Scientists at Research Institute for Health Science and Technologies (SABITA) developed a multifunctional nanoplatform to be used in diagnosis and treatment of cancer.
Success of the cancer treatment highly depends on the stage of the disease at the time of diagnosis. For instance, small size of micro tumors (< 1 cm) make diagnosis extremely challenging at the early stages of the disease. Besides, these invisible and/or drug-resistant micro tumors lead metastasis and reduce the life quality of the patient receiving traditional cancer treatments. Therefore, nanocarrier systems which detect and treat chemo-resistant micro tumors must be developed to prevent metastasis and/or recurrence of cancer. The system that offers diagnosis and treatment together are called theranostic. Theranostic systems are advantageous since they eliminate the side effects of traditional treatment methods. Gold nanoparticles (AuNPs) and FDA approved drug called Verteporfin draw attention as intrinsic theranostic agents due to their superior physical, biological and optical properties.
“It is crucial to develop new generation nanocarriers for early detection and treatment of micro tumors. Theranostic nanosystems are promising tools for future applications not only for cancer but also for many other pathological conditions. Our aim is to make imperceptible tumors visible to clinicians” said S. Sibel Erdem, Associate. Professor in the International School of Medicine, Department of Medical Biochemistry and a principal investigator on the study.
In this study, Assoc. Prof. S. Sibel Erdem and her research team employed AuNPs (for CT imaging and hyperthermia), Verteporfin (fluorescence imaging and photodynamic therapy agent) and D-α-Tocopherol succinate (for enhanced cellular uptake) to construct a fluorescent-based “off-on” multi-functional theranostic system. “Off-on” system is only visible and toxic when it is activated in cancer cells. Researchers developed a fluorescent-based theranostic agent which is selectively activated (“on”) in tumor region and is stayed in the inactive form (“off”) in healthy tissues. When the system’s “off-on” ability was tested in vitro, it was observed that 51% of the fluorescence was recovered as the system switched from “off” to “on” state. The results also showed that the phototoxicity of Verteporfin was doubled following the immobilization of it with surface modified AuNPs.
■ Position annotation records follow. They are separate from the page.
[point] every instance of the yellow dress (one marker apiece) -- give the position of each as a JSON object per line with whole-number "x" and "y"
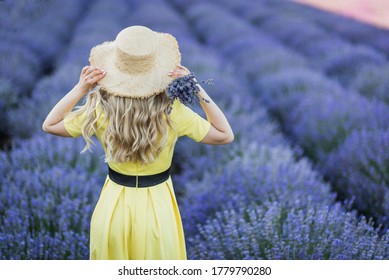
{"x": 141, "y": 223}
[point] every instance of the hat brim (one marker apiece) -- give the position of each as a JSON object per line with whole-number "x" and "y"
{"x": 142, "y": 84}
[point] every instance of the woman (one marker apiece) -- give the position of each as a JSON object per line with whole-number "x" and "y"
{"x": 128, "y": 110}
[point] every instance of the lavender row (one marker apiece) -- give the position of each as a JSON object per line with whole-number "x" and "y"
{"x": 355, "y": 65}
{"x": 49, "y": 190}
{"x": 32, "y": 35}
{"x": 354, "y": 31}
{"x": 316, "y": 112}
{"x": 95, "y": 28}
{"x": 257, "y": 177}
{"x": 321, "y": 124}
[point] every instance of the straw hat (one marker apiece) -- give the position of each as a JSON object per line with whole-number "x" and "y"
{"x": 137, "y": 62}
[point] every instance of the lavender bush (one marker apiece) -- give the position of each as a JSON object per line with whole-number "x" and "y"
{"x": 371, "y": 81}
{"x": 321, "y": 123}
{"x": 272, "y": 231}
{"x": 259, "y": 194}
{"x": 259, "y": 174}
{"x": 359, "y": 171}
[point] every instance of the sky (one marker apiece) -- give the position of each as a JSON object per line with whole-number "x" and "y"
{"x": 372, "y": 11}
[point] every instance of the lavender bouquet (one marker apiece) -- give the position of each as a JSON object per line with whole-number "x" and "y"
{"x": 185, "y": 89}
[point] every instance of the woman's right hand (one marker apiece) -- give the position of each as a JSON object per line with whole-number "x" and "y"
{"x": 179, "y": 71}
{"x": 89, "y": 77}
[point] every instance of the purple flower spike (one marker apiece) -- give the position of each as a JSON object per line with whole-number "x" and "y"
{"x": 185, "y": 89}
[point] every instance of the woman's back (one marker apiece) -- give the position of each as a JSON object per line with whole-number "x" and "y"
{"x": 184, "y": 122}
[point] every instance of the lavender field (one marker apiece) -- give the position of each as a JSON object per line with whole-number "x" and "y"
{"x": 306, "y": 93}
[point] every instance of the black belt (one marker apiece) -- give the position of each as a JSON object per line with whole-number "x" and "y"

Further modification of the system with lipophilic D-α-Tocopherol succinate enhanced the anti-tumor efficacy by causing four times more phototoxicity compared to Verteporfin alone.
Since the developed nanoplatform is capable of dual imaging (computed tomography and fluorescence) and dual treatment (PDT and hyperthermia), it offers superior imaging and combination therapy options for various types of fluorescent-based biological and biomedical applications. As a continuation of this work, Assoc. Prof. S. Sibel Erdem and her research team are working on the advancement of the system by incorporation of specific ligands and biomolecules to the developed nanoplatorm.